21 September Kandidat Mendaftar – Ambon Ekspres
Pilihan Redaktur

21 September Kandidat Mendaftar

AMBON,AE.—Komisi Pemilihan Umum (KPU) telah menjadwalkan pendaftaran pasangan bakal calon Bupati dan Walikota pada 21-23 September mendatang. Saat ini, beberapa KPU kabupaten/kota di Maluku mulai melakukan persiapan Pilkada serentak 2017.

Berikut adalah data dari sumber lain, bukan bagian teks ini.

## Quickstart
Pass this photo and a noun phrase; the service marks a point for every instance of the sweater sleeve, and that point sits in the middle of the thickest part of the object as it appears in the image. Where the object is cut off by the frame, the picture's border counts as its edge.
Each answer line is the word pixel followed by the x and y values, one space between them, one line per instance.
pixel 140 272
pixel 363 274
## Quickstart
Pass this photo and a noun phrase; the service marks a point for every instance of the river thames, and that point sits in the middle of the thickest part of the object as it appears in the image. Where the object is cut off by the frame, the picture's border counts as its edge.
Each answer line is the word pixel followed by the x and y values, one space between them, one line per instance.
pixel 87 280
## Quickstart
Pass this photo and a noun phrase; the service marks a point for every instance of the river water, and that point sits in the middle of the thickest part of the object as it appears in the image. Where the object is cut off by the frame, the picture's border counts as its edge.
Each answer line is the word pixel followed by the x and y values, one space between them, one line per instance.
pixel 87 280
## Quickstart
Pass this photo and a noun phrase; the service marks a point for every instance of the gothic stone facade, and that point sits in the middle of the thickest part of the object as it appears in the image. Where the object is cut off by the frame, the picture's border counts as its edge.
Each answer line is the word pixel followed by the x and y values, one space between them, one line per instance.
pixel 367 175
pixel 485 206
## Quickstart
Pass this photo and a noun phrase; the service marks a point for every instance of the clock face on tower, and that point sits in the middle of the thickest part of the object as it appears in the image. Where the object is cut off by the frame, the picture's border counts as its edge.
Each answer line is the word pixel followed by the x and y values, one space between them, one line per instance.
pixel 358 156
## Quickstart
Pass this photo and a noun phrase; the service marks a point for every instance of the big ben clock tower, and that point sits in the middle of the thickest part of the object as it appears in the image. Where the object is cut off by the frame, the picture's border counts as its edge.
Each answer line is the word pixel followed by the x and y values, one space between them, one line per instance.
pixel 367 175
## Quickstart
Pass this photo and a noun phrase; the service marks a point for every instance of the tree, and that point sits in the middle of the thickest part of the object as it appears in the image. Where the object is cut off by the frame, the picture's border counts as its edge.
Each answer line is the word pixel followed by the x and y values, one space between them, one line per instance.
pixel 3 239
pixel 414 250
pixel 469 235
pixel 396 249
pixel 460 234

Anggota KPU Maluku Tengah, Abdussmad Ningkeula yang dihubungi Ambon Ekspres via seluler, Minggu (21/8) mengatakan, jadwal, tahapan dan program ditetapkan oleh pihaknya tidak bergeser dari Peraturan KPU nomor 4/2016. Dimana pengumuman pendaftaran 14-20 September dan pendaftaran 21-23 September.

“Olehnya itu, pendaftaran tetap disesuaikan dengan jadwal yang telah ditetapkan dalam PKPU 4. Kita sesuaikan dengan tahapan, program dan jadwal yang ada. Kita hanya menindaklanjutinya dalam surat keputusan KPU,”jelas Ningkeula.

Sebelumnya, jelas dia, sesuai PKPU nomor 3/2016, pendaftaran dimulai 19-21 September. Tetapi, dengan perubahan menjadi PKPU 4/2016, jadwalnya pun diubah.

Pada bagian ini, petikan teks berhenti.